E foi como psicodramatista que consegui buscar parte da minha espontaneidade perdida e criadora, e, se assim não fosse, talvez não estivesse por aqui a escrever.

Ao ver um quadro realista, vemos o paralelepípedo saltar do chão e nos perguntamos como é possível tamanha semelhança com a realidade. Digo semelhança porque foi produzida pelas mãos de alguém, não é o objeto em si. Quando assistimos a um espetáculo de balé, somos incapazes de entender como uma bailarina consegue rodopiar como um redemoinho nas pontas daquela Capezio, sem cair. Ou mesmo como Camille Claudel, escultora francesa, conseguiu, em suas obras, imprimir tão bem seu amor vivo e louco. Da mesma forma, nos estarrece a perfeição das peças do nosso escultor brasileiro conhecido mundialmente como Aleijadinho, que nos brindou com suas peças sacras dos séculos XVII e XVIII.

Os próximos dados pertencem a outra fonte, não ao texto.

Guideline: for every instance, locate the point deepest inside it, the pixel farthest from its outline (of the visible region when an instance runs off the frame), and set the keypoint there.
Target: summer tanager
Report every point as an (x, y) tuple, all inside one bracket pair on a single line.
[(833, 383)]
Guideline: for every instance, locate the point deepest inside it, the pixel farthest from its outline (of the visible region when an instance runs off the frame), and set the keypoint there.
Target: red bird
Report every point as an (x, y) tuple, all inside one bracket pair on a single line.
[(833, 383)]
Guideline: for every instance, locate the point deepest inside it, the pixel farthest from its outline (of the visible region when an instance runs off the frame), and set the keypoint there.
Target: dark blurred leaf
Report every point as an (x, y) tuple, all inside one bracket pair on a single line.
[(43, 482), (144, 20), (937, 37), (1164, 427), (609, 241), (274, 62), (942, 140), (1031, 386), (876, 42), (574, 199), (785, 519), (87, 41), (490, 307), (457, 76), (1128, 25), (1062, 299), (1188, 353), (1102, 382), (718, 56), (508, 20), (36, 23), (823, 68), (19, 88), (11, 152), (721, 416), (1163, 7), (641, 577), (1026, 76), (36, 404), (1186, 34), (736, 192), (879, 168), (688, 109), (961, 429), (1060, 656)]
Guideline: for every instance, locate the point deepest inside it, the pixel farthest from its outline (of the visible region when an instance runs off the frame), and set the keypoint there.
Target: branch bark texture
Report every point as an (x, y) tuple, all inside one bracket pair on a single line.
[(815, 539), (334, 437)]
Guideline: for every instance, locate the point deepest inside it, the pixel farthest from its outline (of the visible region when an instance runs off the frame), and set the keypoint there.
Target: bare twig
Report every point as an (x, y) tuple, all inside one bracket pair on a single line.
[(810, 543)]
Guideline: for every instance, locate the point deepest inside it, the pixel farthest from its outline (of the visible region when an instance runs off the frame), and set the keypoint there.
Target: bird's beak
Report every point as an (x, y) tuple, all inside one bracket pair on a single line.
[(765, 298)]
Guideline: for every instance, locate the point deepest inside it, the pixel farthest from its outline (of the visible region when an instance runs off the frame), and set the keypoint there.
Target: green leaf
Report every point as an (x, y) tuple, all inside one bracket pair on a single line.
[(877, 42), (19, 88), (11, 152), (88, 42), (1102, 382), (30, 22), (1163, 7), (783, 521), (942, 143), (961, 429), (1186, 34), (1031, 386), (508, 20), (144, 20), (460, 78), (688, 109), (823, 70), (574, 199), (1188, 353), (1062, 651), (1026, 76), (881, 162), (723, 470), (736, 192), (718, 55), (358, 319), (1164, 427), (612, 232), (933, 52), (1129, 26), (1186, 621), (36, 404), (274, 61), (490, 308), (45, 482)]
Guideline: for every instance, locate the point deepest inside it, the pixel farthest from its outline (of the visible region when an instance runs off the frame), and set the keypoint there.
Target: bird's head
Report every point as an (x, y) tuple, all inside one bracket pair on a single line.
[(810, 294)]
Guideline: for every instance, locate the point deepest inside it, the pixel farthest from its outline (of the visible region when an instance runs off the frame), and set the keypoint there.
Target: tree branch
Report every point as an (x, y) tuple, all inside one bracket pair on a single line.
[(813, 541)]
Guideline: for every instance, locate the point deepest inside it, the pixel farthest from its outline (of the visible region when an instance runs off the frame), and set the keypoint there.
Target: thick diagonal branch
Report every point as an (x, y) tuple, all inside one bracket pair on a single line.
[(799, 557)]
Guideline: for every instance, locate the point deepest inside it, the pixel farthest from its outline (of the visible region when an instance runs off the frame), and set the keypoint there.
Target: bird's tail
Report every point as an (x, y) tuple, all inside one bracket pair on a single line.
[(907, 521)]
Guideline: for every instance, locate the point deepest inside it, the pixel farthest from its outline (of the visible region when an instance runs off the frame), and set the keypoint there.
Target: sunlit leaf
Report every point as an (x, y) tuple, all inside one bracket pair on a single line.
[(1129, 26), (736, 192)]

E o que dizer de tantos outros artistas, músicos, escultores, atores igualmente diferenciados e, por que não dizer, perfeitos?

O que diríamos dessas aberrações criativas? De que se compõem? Técnica, treino, paixão, dor, conhecimento, criatividade, um dom espiritual, um misto de muitas dessas, enfim.

Talvez, nesse mundo virtual, existirão novos formatos de arte, arte com perfeição. Mas me pego analisando se o homem, tão machucado pela sua fantasia impotente, não sofrerá ainda mais por não alcançar elevados padrões de tecnologia artística. Prefiro pensar que o homem optará pela despretensiosa possibilidade da desconstrução do ideal e fugirá pela arte em si, da forma mais simples, laboriosa e catártica, possibilitada pela mais pura essência criadora individual encontrada nos seres humanos espontâneos.